Before I start to examine the statement and title of this essay I would like to give you some background into the role of the radiographer and some of the other members of the health professions that make up the NHS. Diagnostic radiographers can be found in many various parts of the hospital like theatre, accident and emergency, on the wards and of course in the x-ray department. Radiographers use high tech equipment to take images of the patient to look for disease or injury.
It isn’t just sick or injured people who visit radiographers. People who may appear to be healthy visit the radiographer to undergo a screening procedure. In both of these types of examinations the radiographer must try to produce the highest quality image and to evaluate whether the image needs to be taken again. He/she must also have the ability and knowledge to view the image and evaluate whether there are any abnormalities in the structures they are seeing. I can imagine that most people have the impression that all radiographers do is take images of broken bones and hands and feet. After all if you go into a hospital waiting room this what you usually see, isn’t it? While x-rays of bones are an essential part of radiography, it is not our only area of expertise.
Radiographers can diverse into different areas like CT, MRI, Ultrasound and Nuclear Medicine. Besides x-raying bones, radiographers can use different techniques to look and the internal structures and organs. Radiographers can help to detect problems in many parts of the body, for example, imaging the kidneys and stomach and observing them in motion using contrast agents to identifying problems. Of course the radiographer is not alone in providing care for the patient.
They work along side other health care professionals who all have different areas of expertise. Radiographers work with radiologists who are qualified to view the images, write reports on them and decide on a course of action for the patient. In the A/E department the doctors have first contact with the patient, if they deem and x-ray is necessary then they will send the patient to x-ray. The image provided by the radiographer will allow the doctor to see the extent of the patient’s injuries.
If the requires surgery to fix the problem then the doctor may require the radiographer to take images during the operation to make to help him to locate the exact area of injury. In the weeks after surgery the patient will have follow up consultations with the doctor and x-rays to see if the injured part is healing properly. Nurses and physiotherapists may also be involved in this process. So as you can see there can be many health care professionals involved in the care of a patient at anyone time.
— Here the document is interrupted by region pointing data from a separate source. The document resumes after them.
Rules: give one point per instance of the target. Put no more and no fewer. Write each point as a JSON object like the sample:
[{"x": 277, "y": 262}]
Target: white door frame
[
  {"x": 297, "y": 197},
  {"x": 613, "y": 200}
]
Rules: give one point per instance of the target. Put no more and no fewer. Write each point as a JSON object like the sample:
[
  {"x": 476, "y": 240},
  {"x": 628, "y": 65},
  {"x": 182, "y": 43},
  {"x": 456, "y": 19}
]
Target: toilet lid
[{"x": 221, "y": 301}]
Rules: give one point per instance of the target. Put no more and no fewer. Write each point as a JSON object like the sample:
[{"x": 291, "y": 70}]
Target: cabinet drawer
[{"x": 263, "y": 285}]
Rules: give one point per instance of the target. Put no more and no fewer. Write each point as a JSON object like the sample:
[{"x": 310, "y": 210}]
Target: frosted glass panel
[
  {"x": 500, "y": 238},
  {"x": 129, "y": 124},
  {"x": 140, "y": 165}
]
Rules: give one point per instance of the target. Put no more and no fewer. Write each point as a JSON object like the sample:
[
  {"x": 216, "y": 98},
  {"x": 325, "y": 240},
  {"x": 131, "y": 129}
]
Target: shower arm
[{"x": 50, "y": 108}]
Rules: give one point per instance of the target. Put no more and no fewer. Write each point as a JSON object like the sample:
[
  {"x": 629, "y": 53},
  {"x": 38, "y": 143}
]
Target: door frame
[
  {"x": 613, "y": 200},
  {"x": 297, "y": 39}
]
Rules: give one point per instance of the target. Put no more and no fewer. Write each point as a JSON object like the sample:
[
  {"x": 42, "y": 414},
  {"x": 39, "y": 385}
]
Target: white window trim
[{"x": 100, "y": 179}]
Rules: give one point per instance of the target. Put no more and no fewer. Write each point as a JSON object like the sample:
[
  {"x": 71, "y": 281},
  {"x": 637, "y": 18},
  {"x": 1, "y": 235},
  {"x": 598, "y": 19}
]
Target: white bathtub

Now that I have given you some background information on the role of the radiographer and the other professionals they come into contact with I think that it is a perfect time to proceed to examine and discuss the statement that “Inter-professional working is fundamental to the successful running of the NHS”. First of all let us examine the statement and see what it means. Inter-professional means people of different professions like radiographers, doctors, nurses and physiotherapists working together as a team.
Team working can be defined as people communicating and working together towards a common goal. If we just take the term professional we usually understand this to mean someone who is educated and experienced, skilled and trained in a certain area. So basically inter-professional working would involve people of different professions using their different skills, knowledge and training to work together to be successful in their goal, the successful running of the NHS. But what does this mean?
An obvious answer would be providing the best possible care to the patient. It doesn’t end there though. We also have to think about reducing waiting times and also about been cost effective. Proper team working and communicating could help cut down expenses by reducing service duplication or eliminating unnecessary examinations or procedures. You would be forgiven for thinking that getting the different health care professionals to work together effectively for the patient’s benefit would be a relatively easy task. Unfortunately this is not the case. There are many personal and professional factors which influence how well an inter-professional team works together.